The amount of water pumped to carry that sand is about equal to what the company hopes the well will produce in oil over its life, “and maybe the life is 20 years. A lot of fluid goes in in the first couple of weeks.”
Hawkwood works in the East Texas portion of the Eagle Ford around Brazos and Burleson counties. It’s a more shallow cousin to the South Texas Eagle Ford, and the firm has about 260 wells in the region.
Oenbring ticked off the benefits of working in the field, including the amount of water produced — its wells make 30 percent to 40 percent water, the rest oil.
In the Permian Basin, it’s another story. Companies produce far more water than oil there.
“All those guys … (in the Permian) are essentially water disposal experts,” Gilmer of Drillinginfo said, as it’s the one spot in Texas where water recycling often is cheaper than disposal.
Bob Watson, chief executive of San Antonio-based Abraxas Petroleum, said finding water and then figuring out what to do with it is a key challenge to working in West Texas.
“If you get a well that’s 35 percent oil, you’re doing good. That’s after you get your frac water back,” Watson said.
Abraxas wells are returning about 35 percent water and 65 percent oil in the Permian.
Drillers traditionally have gotten rid of their contaminated water by taking it to a saltwater disposal well, where it gets pumped into a depleted oil and gas reservoir.
Colin Leyden, a senior manager at the Environmental Defense Fund, said it’s hard to change a longstanding industry practice.
“I think what they’re struggling with is it all comes down to disposal wells are the classic, cheapest way to deal with it,” Leyden said. “The water is only good to you while you’re drilling. After that it’s a waste product.”

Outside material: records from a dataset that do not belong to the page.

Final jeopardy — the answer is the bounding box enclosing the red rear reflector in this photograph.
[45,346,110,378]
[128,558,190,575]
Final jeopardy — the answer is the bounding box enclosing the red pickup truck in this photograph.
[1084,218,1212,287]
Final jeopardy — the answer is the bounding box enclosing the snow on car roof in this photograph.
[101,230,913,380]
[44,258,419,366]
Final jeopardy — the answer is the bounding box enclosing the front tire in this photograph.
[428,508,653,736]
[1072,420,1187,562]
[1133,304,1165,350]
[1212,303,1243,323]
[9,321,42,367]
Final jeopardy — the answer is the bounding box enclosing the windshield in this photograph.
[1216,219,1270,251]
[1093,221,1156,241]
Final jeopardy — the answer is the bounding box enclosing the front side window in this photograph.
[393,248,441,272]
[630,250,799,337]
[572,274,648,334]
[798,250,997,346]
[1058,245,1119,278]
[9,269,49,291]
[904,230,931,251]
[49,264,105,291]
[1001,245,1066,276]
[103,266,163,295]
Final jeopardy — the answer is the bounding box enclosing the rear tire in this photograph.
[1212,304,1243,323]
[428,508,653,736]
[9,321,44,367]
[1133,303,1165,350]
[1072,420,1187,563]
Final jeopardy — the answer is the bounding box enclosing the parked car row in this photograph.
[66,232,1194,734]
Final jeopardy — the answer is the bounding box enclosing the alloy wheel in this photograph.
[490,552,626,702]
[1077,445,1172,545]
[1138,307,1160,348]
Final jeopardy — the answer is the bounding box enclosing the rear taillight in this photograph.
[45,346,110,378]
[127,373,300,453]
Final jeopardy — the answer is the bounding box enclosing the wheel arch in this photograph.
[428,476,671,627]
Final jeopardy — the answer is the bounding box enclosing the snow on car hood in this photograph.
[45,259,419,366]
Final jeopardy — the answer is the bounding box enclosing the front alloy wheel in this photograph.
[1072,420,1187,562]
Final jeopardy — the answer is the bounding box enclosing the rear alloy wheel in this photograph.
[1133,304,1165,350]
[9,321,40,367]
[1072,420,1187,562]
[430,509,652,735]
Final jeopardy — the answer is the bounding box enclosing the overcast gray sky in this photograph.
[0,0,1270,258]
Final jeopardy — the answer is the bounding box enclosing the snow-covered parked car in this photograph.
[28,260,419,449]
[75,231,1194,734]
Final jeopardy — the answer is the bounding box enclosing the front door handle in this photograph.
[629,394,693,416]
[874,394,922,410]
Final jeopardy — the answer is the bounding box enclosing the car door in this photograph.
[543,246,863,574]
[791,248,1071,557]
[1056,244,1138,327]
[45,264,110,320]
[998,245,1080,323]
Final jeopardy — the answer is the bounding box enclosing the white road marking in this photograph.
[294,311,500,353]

Disposal wells are common across the state, but they’ve been linked to an upswing of earthquakes in some regions, especially in North Texas, by several academic studies. Recycling oil field water can reduce earthquake risk because it takes some of the water volume away from disposal wells, Leyden said. But it isn’t risk-free either. Treating and moving around brackish water in large volumes creates a spill risk at the surface.

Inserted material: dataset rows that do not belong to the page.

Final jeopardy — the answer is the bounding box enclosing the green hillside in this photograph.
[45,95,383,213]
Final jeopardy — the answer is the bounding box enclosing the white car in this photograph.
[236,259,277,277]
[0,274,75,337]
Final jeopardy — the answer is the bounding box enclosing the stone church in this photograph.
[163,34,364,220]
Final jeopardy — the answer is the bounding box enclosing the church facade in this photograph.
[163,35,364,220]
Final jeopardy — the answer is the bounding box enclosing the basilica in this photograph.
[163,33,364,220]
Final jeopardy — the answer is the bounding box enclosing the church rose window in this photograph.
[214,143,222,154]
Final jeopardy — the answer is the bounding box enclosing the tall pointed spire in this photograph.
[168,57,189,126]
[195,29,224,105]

“As long as you’re careful about spills, recycling in the oil field is all fine and good,” Leyden said.
In rural Gonzales County, Challenger Water Solutions is recycling oil field water. Water goes in brownish-gray and comes out clear, and Clint Layman said the company can do it at a price that’s on par with traditional methods of sourcing and disposing of water.
It’s still a tough sell.
“The real trick to it is getting the operators to use it,” Layman said. “Those guys don’t like to deviate from the normal thing.”
Because there’s so much skepticism about oil field water recycling, Layman invited companies to try the service, as well as scientists from UT Arlington’s Collaborative Laboratories for Environmental Analysis and Remediation to study their process. The university group is characterizing thousands of organic, inorganic and biological constituents after each step of Challenger’s process and will publish results independently.
Layman said he thinks the company has a chance to succeed — many water recyclers have come and gone — because it’s cost competitive.
“That way you don’t have everyone pulling water out of aquifers, and you don’t have all the seismic issues,” he said.
Hastings, of the Mitchell Foundation, said the industry is moving toward more recycling and brackish water use.
“The desert is only going to get drier and you have water constraints,” Hastings said.
Water demand could keep growing, and locking down a supply is key for oil companies.
Executives at Permian-focused Pioneer Natural Resources have called their water program “a linchpin to our success.” Their plan includes spending more than $100 million to improve Midland’s water treatment plant so it can buy effluent from the city.
Pioneer has 785,000 acres in the Permian and hopes to pump 1 million barrels of oil per day — itself — from the field within a decade.
To make its goal, Pioneer will require an equivalent amount of water in 10 years, 1 million barrels — 42 million gallons of water every day.